Hydrogen bonds, formed between the dipoles of the molecule groups originate from 3 to 9 molecules. This enables high molecular weights and water behaves like a liquid. These groups, give the water its properties of fluid, in fact, liquid water, these small water polymers coexist with isolated molecules.

  • Water is the only natural substance that is found as a gas (water vapour), a liquid and a solid (ice) on Earth.
  • Density is a measure of how compact a substance is.  It is defined as the mass of a substance divided by its volume.  Solids are almost always the most dense form of a substance, then liquids and then gases.  As temperature increases, the density generally decreases.  Pure water is an exception to this and is the only substance which has its highest density as a liquid.  Water is at its most dense at about 4 oC.  This is because hydrogen bonds between water molecules give ice a very stable open ordered structure.  At low temperatures, water has a higher density than ice and this means that ice floats.
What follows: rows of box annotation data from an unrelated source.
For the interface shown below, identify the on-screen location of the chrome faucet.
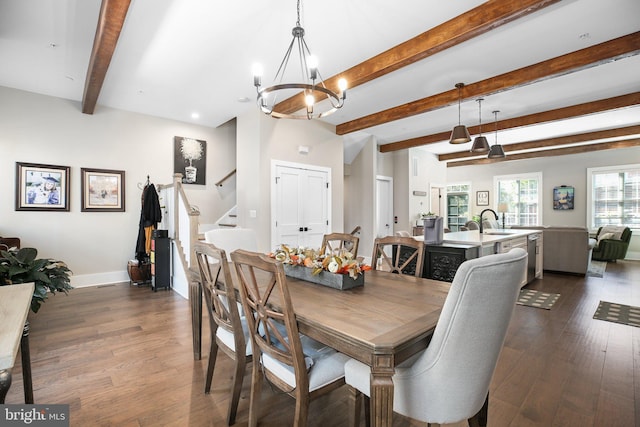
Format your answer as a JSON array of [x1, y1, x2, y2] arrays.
[[480, 209, 499, 234]]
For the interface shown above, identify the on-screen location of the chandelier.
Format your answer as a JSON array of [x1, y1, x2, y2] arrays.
[[253, 0, 347, 120]]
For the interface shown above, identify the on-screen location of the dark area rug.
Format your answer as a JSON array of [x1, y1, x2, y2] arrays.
[[516, 289, 560, 310], [593, 301, 640, 327]]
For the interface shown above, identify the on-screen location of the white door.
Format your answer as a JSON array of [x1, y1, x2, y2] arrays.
[[376, 176, 393, 237], [429, 185, 445, 216], [272, 165, 329, 248]]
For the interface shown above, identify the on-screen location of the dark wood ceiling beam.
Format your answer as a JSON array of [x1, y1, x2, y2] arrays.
[[336, 32, 640, 135], [379, 92, 640, 153], [82, 0, 131, 114], [447, 138, 640, 168], [438, 125, 640, 161], [276, 0, 559, 114]]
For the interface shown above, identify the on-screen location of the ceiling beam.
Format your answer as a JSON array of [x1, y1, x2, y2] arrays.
[[276, 0, 559, 114], [336, 32, 640, 135], [379, 92, 640, 153], [82, 0, 131, 114], [447, 138, 640, 168], [438, 125, 640, 162]]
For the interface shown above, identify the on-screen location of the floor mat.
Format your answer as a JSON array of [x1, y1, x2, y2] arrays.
[[516, 289, 560, 310], [593, 301, 640, 327], [587, 260, 607, 277]]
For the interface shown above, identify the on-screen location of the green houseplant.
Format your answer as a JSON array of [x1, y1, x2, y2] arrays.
[[0, 248, 73, 313]]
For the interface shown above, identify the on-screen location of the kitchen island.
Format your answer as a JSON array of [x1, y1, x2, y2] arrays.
[[414, 229, 542, 286]]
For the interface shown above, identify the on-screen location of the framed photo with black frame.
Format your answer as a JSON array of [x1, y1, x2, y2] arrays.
[[16, 162, 71, 212], [476, 191, 489, 206], [553, 185, 574, 211], [80, 168, 125, 212]]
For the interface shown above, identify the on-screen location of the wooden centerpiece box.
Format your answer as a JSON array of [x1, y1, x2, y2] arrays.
[[284, 264, 364, 291]]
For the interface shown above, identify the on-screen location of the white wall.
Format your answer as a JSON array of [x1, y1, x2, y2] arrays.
[[447, 147, 640, 259], [344, 138, 378, 257], [0, 87, 235, 286], [236, 109, 344, 252]]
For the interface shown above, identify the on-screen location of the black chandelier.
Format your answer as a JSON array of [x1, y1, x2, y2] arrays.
[[253, 0, 347, 120]]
  • Water has a very high specific heat capacity. This means that a lot of energy is needed to increase its temperature (energy is needed to overcome the hydrogen bonds).  This allows the aqueous cytoplasm serve as protection against temperature changes. As the Earth is 71% water, energy from the sun causes only small changes in the planet’s temperature. This stops the Earth getting too hot or too cold and makes conditions possible for life. Heat is stored by the ocean in summer and released back to the atmosphere in winter. Oceans, therefore, moderate climate by reducing the temperature differences between seasons.
  • Water also has a high heat of vaporisation.  This means a lot of energy from the sun is needed to turn liquid water into vapour. As water vapour moves from warm areas to cooler regions it changes back to a liquid and may form rain. This releases heat which warms the air. The enormous amount of energy involved powers the storms and winds on Earth.
  • High cohesive force. Hydrogen bonds hold water molecules together tightly, forming a compact structure that makes it an almost incompressible fluid. Unable to be compressed in some animals can function as a hydrostatic skeleton.
  • Many substances dissolve in water and are stabilised by the hydrogen bonds. This allows the transport of oxygen, carbon dioxide, nutrients and waste materials in water and makes biological processes possible.
  • Because oil molecules are large and not electrically charged, they can’t be broken down into smaller charged molecules and be stabilised by water.  This means that they do not dissolve in water.

MINERAL SALTS

Like the vitamins do not provide energy but fulfill other functions:

  • Part of skeletal structures (shells, bones) and dental (calcium, phosphorus, magnesium and fluoride).
  • Regulate the balance of water inside and outside the cell (electrolyte).
  • Involved in nervous excitability and muscular activity (calcium, magnesium).
  • Allow the entry of substances into cells (glucose needs sodium to be able to be used as an energy source in cellular level).
  • Collaborate on metabolic processes (chromium is necessary for the functioning of insulin, selenium participates as an antioxidant). Involved in the proper functioning of the immune system (zinc, selenium, copper).
  • In addition, part of large molecules such as hemoglobin in the blood and chlorophyll in plants.